Once the church has spent its more than $500 million to expand Brigham Young University north into a Salt Lake City campus and plant the LDS Business College alongside it, downtown will never be the same. We might rechristen it, playfully, as “Mo-town.” Granted, except for clubs in and around the warehouse district, Salt Lake City has never been known as a cauldron of nightlife. Now it looks as if most of the city will be the hub of leisurely strolls through Temple Square, followed by quiet dinners and ice cream snacking, topped off by a quiet reading of scripture before an early bedtime.

“It’s a very clean, friendly city you have here,” a visitor to Salt Lake City might say five or 10 years from now. “But it makes me really sleepy.” Sit still long enough, and you can feel the soporific effects taking root. Certain concessions must be admitted: Those who own the land always make the plan, and from the very day the pioneers entered the valley, the church has always maintained a downtown presence. And the fact that the church isn’t asking for Redevelopment Agency funds or tax incentives for its plans is a definite plus.

Still, recent news that the church has its eye on the last stray portions of Block 84, home to the Triad Center, so that it might possibly wrap the entire parcel into its portfolio of land holdings, the question must be asked: At what point does a simple and rightful presence turn into a suffocating dominance?

Compare the current situation in Provo to that of Salt Lake City. Even as one Provo City councilman this week lauded BYU’s plan to limit the distance at which its students could live from campus to a two-mile radius, he questioned whether it was good for all of Provo. In protecting the “moral and spiritual living environment” of its students from those not of the fold, as BYU housing manager Garry Briggs described it to the Deseret Morning News, the university may have created a precarious rental market as landlords turn lovely old homes into rentals.

Other than the clumsy handling of its purchase of Main Street, which led unwittingly to an onslaught of unruly street preachers into its Temple Plaza, there’s been no threat to the “moral and spiritual living environment” of the church’s downtown headquarters.

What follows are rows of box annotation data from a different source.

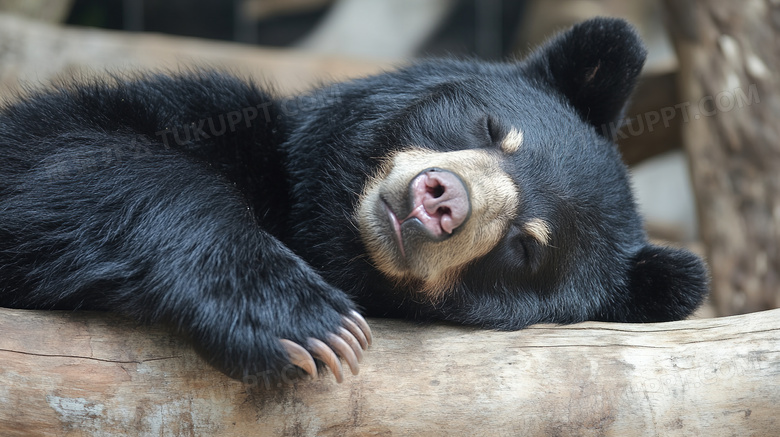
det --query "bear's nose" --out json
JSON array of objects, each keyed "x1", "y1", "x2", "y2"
[{"x1": 404, "y1": 168, "x2": 471, "y2": 238}]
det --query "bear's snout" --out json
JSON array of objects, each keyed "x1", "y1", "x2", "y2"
[{"x1": 402, "y1": 168, "x2": 471, "y2": 240}]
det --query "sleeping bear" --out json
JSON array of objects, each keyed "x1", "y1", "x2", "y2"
[{"x1": 0, "y1": 18, "x2": 708, "y2": 381}]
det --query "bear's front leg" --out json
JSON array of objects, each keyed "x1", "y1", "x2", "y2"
[{"x1": 0, "y1": 146, "x2": 371, "y2": 381}]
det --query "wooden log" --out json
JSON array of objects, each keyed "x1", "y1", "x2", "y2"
[
  {"x1": 0, "y1": 309, "x2": 780, "y2": 436},
  {"x1": 665, "y1": 0, "x2": 780, "y2": 315}
]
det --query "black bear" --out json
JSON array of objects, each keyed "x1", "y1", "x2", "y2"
[{"x1": 0, "y1": 18, "x2": 708, "y2": 380}]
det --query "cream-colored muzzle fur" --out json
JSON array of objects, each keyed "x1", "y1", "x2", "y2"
[{"x1": 356, "y1": 149, "x2": 520, "y2": 300}]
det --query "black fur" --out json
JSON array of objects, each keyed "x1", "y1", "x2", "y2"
[{"x1": 0, "y1": 19, "x2": 707, "y2": 376}]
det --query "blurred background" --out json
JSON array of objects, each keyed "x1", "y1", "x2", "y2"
[{"x1": 0, "y1": 0, "x2": 780, "y2": 317}]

The only force driving the church’s massive expansion into the surrounding downtown area seems to be the gaping vacuum left by a faltering shopping district. The generous redevelopment package given to the Boyer Co.’s Gateway shopping center set much of the stage for that.

Debate over a vision of downtown isn’t encouraging, either. Church officials are mortified that basement strip club Crazy Goat might operate within 165 feet of a city “gateway corridor.” The club’s owner has said repeatedly that he had to hatch a business model that would allow him to break even on his property. Meanwhile, the options for people interested in neither the Book of Mormon nor scantily clad woman remain woefully thin.